Frequency/Channel Extension Coding
[0222] The frequency/channel extension coding can be done with base
coding transforms, frequency extension coding transforms, and
channel extension coding transforms. Switching transforms from one
to another on block or frame basis can improve perceptual quality,
but it is computationally expensive. In some scenarios (e.g.,
low-processing-power devices), such high complexity may not be
acceptable. One solution for reducing the complexity is to force
the encoder to always select the base coding transforms for both
frequency and channel extension coding. However, this approach puts
a limitation on the quality even for playback devices that are
without power constraints. Another solution is to let the encoder
perform without transform constraints and have the decoder map
frequency/channel extension coding parameters to the base coding
transform domain if low complexity is required. If the mapping is
done in a proper way, the second solution can achieve good quality
for high-power devices and good quality for low-power devices with
reasonable complexity. The mapping of the parameters to the base
transform domain from the other domains can be performed with no
extra information from the bitstream, or with additional
information put into the bitstream by the encoder to improve the
mapping performance.
[0223] D. Improving Energy Tracking of Frequency Extension Coding
in Transition Between Different Window Sizes
[0224] As indicated in Section V.B, a frequency extension coding
encoder can use base coding transforms, frequency extension coding
transforms (e.g., extended-band perceptual similarity coding
transforms) and channel extension coding transforms. However, when
the frequency encoding is switching between two different
transforms, the starting point of the frequency encoding may need
extra attention. This is because the signal in one of the
transforms, such as the base transform, is usually band passed,
with a clear-pass band defined by the last coded coefficient.
However, such a clear boundary, when mapped to a different
transform, can become fuzzy. In one implementation, the frequency
extension encoder makes sure no signal power is lost by carefully
defining the starting point. Specifically,
[0225] 1) For each band, the frequency extension encoder computes
the energy of the previously (e.g., by base coding) compressed
signal--E1.
[0226] 2) For each band, the frequency extension encoder computes
the energy of the original signal--E2.
[0227] 3) If (E2-E1)>T, where T is a predefined threshold, the
frequency extension encoder marks this band as the starting
point.
[0228] 4) The frequency extension encoder starts the operation
here, and
[0229] 5) The frequency extension encoder transmits the starting
point to the decoder.
In this way, a frequency extension encoder, when switching between
different transforms, detects the energy difference and transmits a
starting point accordingly.
[0230] VI. Shape and Scale Parameters for Frequency Extension
Coding
[0231] A. Displacement Vectors for Encoders Using Modulated DCT
Coding
[0232] As mentioned in Section V above, extended-band perceptual
similarity frequency extension coding involves determining shape
parameters and scale parameters for frequency bands within time
windows. Shape parameters specify a portion of a baseband
(typically a lower band) that will act as the basis for coding
coefficients in an extended band (typically a higher band than the
baseband). For example, coefficients in the specified portion of
the baseband can be scaled and then applied to the extended
band.
[0233] A displacement vector d can be used to modulate the signal
of a channel at time t, as shown in FIG. 41. FIG. 41 shows
representations of displacement vectors for two audio blocks 4100
and 4110 at time t.sub.0 and t.sub.1, respectively. Although the
example shown in FIG. 41 involves frequency extension coding
concepts, this principle can be applied to other modulation schemes
that are not related to frequency extension coding.

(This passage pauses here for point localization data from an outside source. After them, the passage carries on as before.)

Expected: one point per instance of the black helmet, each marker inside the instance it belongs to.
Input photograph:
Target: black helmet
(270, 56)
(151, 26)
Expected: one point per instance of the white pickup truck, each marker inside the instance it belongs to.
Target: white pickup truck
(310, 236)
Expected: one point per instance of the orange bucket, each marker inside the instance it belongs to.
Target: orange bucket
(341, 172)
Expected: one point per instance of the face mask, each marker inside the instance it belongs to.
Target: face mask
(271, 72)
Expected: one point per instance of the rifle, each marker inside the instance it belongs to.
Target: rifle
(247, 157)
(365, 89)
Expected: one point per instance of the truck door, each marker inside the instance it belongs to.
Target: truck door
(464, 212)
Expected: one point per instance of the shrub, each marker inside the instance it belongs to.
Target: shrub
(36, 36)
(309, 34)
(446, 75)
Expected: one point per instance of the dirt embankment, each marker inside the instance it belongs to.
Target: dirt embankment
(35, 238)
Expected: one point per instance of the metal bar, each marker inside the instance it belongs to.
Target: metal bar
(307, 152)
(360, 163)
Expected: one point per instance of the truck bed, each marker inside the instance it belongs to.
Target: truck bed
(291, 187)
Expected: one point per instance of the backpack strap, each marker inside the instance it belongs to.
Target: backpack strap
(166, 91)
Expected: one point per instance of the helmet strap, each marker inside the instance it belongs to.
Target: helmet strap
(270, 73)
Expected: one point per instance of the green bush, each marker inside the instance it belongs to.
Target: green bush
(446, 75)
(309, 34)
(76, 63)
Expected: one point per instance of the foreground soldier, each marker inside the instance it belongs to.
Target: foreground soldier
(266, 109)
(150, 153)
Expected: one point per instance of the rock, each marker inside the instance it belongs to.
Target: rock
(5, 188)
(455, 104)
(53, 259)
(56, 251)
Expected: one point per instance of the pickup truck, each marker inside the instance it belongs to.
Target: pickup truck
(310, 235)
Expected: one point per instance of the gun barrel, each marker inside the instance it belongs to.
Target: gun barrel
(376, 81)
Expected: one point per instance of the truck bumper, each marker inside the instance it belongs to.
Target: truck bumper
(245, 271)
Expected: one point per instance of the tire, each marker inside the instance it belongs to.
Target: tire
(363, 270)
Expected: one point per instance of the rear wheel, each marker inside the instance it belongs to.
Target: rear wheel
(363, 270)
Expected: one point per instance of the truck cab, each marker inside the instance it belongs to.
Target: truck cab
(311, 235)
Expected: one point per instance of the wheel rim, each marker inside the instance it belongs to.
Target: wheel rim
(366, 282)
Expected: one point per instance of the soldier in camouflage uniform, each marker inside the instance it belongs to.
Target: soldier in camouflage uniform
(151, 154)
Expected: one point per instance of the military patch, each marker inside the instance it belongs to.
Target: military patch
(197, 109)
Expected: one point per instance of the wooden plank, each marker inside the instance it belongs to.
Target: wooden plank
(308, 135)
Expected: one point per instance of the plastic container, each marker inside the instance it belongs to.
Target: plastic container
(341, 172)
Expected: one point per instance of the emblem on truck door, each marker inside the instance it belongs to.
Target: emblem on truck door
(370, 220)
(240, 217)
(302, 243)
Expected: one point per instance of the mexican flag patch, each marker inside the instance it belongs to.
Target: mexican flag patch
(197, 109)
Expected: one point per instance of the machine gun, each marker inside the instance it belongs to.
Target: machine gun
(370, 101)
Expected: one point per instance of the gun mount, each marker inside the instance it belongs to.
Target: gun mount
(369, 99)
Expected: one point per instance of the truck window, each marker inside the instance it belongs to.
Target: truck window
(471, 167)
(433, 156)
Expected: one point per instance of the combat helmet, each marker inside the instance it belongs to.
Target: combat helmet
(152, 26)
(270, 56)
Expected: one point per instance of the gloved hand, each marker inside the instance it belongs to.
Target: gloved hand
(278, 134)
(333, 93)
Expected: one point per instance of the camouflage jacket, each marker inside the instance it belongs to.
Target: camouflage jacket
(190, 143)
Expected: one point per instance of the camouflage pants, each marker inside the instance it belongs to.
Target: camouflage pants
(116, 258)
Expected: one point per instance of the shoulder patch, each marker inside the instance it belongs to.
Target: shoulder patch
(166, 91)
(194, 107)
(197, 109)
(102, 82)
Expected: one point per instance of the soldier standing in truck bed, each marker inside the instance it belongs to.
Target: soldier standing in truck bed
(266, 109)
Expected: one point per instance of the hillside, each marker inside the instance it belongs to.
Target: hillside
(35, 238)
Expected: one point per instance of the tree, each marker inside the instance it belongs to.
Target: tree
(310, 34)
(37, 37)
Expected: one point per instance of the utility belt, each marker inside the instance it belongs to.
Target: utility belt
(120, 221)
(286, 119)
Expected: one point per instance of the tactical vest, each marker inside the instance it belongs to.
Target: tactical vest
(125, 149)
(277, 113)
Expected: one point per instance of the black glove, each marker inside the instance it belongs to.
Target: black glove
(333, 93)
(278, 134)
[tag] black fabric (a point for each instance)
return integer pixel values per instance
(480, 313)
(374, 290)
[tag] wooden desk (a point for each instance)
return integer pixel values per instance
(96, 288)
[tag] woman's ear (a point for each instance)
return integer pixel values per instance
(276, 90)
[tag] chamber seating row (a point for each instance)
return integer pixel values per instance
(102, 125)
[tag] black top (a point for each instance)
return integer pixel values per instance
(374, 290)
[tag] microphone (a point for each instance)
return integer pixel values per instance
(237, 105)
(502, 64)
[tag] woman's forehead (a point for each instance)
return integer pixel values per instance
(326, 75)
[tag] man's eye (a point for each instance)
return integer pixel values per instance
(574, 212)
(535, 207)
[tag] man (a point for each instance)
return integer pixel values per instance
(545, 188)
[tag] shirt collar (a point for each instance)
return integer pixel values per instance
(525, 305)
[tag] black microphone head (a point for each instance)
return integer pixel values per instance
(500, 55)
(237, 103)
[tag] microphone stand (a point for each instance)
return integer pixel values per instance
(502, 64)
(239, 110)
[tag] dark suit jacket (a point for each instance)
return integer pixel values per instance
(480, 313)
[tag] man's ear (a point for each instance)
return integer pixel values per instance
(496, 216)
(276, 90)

[0234] In the example shown in FIG. 41, audio blocks 4100 and 4110
comprise N sub-bands in the range 0 to N-1, with the sub-bands in
each block partitioned into a lower-frequency baseband and a
higher-frequency extended band. For audio block 4100, the
displacement vector d.sub.0 is shown to be the displacement between
sub-bands m.sub.0 and n.sub.0. Similarly, for audio block 4110, the
displacement vector d.sub.1 is shown to be the displacement between
sub-bands m.sub.1 and n.sub.1.
[0235] Since the displacement vector is meant to accurately
describe the shape of extended-band coefficients, one might assume
that allowing maximum flexibility in the displacement vector would
be desirable. However, restricting values of displacement vectors
in some situations leads to improved perceptual quality. For
example, an encoder can choose sub-bands m and n such that they are
each always even or odd-numbered sub-bands, making the number of
sub-bands covered by the displacement vector d always even. In an
encoder that uses modulated discrete cosine transforms (DCT), when
the number of sub-bands covered by the displacement vector d is
even, better reconstruction is possible.
[0236] When extended-band perceptual similarity frequency extension
coding is performed using modulated DCTs, a cosine wave from the
baseband is modulated to produce a modulated cosine wave for the
extended band. If the number of sub-bands covered by the
displacement vector d is even, the modulation leads to accurate
reconstruction. However, if the number of sub-bands covered by the
displacement vector d is odd, the modulation leads to distortion in
the reconstructed audio. Thus, by restricting displacement vectors
to cover only even numbers of sub-bands (and sacrificing some
flexibility in d), better overall sound quality can be achieved by
avoiding distortion in the modulated signal. Thus, in the example
shown in FIG. 41, the displacement vectors in audio blocks 4100 and
4110 each cover an even number of sub-bands.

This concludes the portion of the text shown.